Purchase does not expect the application to read raw provider objects directly for product behavior.
Instead, the runtime produces normalized customer state:
customer snapshots, current subscription state, purchase grant state, entitlement snapshots, and credit wallet state.
Why this matters
Provider objects are not an application model. They are transport objects with provider-specific lifecycle semantics.
Your app needs a simpler answer to questions like:
what this customer currently owns, which offer is active, which entitlements should be granted, how many credits are available, and whether a cancellation is scheduled or already effective.
Snapshot flow
- Checkout or webhook workflows write durable rows
- Provider events are normalized into commercial events
- Projection services refresh customer state
- The app reads a normalized snapshot
Entitlements
Purchase treats entitlements as derived commercial state rather than UI-only flags.

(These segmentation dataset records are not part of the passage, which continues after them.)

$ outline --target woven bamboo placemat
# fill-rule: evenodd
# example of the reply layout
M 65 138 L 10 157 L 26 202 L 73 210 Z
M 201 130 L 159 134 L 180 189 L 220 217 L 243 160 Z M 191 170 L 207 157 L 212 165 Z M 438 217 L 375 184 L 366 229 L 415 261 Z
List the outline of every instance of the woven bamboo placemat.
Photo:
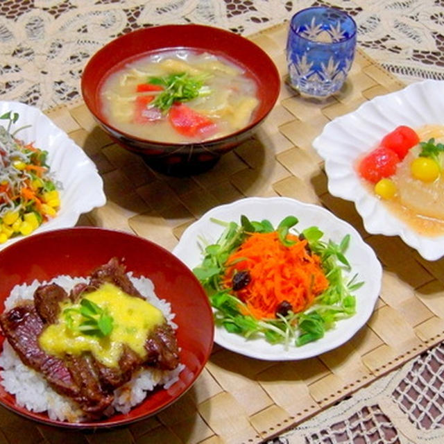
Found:
M 287 26 L 251 40 L 282 80 Z M 215 346 L 194 386 L 157 416 L 126 428 L 77 432 L 0 409 L 0 442 L 28 443 L 254 443 L 299 423 L 444 338 L 444 262 L 427 262 L 398 237 L 368 235 L 352 204 L 332 196 L 311 142 L 337 116 L 403 85 L 358 51 L 341 92 L 307 100 L 282 83 L 275 108 L 255 137 L 210 171 L 166 177 L 113 144 L 82 102 L 47 112 L 96 163 L 108 203 L 80 225 L 135 232 L 171 250 L 210 208 L 245 196 L 284 196 L 322 205 L 360 232 L 384 265 L 382 293 L 367 324 L 346 344 L 316 358 L 268 362 Z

That gives you one place to reason about:
feature access, quota ceilings, reset windows, and balance display.
App-owned responsibility
Purchase computes commercial state, but your application still decides how to enforce it. For example:
request authorization, feature gating in product code, usage metering, and customer messaging.
This separation keeps the billing runtime reusable without forcing product logic into the SDK.
What this buys you
Instead of joining provider objects and local patches by hand, application code can ask focused questions:
what subscriptions are active, what one-time grants still apply, what entitlements are enabled, and how many credits remain.
That is the difference between a payment integration and a usable commercial runtime.